Saturday, March 30, 2013
Inwangsan, March 2013
One of my favorite places to visit on a tired weekend used to be Inwangsan, a small mountain just west of the main palace in Seoul.
It's an interesting place since after Buddhism was banished from the city during the Joseon Dynasty, a few of the temples relocated here, forming a clustered community of temples divided by a labyrinth of narrow alleys and stairways, clinging to the side of the granite slope.
Eunbong and I visited Inwangsan for the first time together recently, and though we didn't make it any further up the mountains than the temples, it was nice to go back to a place that was once very familiar. We did manage to make it up to Seon Bawi (Zen Rock), which is supposed to resemble two seated monks. I'm not sure if I see them when I look, but it is undeniably one of the more interesting rock formations I've encountered, which, wether or not I see two monks, makes it worthy of at least three bows!

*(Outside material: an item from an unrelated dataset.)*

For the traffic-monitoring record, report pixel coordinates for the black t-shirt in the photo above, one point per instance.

If we'd continued just a short way up, there is a cute looking ancient Buddha low-relief carving in the granite, where there was always at least a few shamans performing rituals. The absence of their clanging gongs was noticeable, though, and Eunbong told me there was a sign saying that shamanistic rituals were no longer permitted. What ever the reason may be, I hope that it's not for the sake of the apartment block that has sprung up next to the mountain, nearly eye level with the temples. Impermanence or not, it would be a shame, in my opinion. The short hike also has some great views of old Seoul, especially around sunset, when the city lights start shining.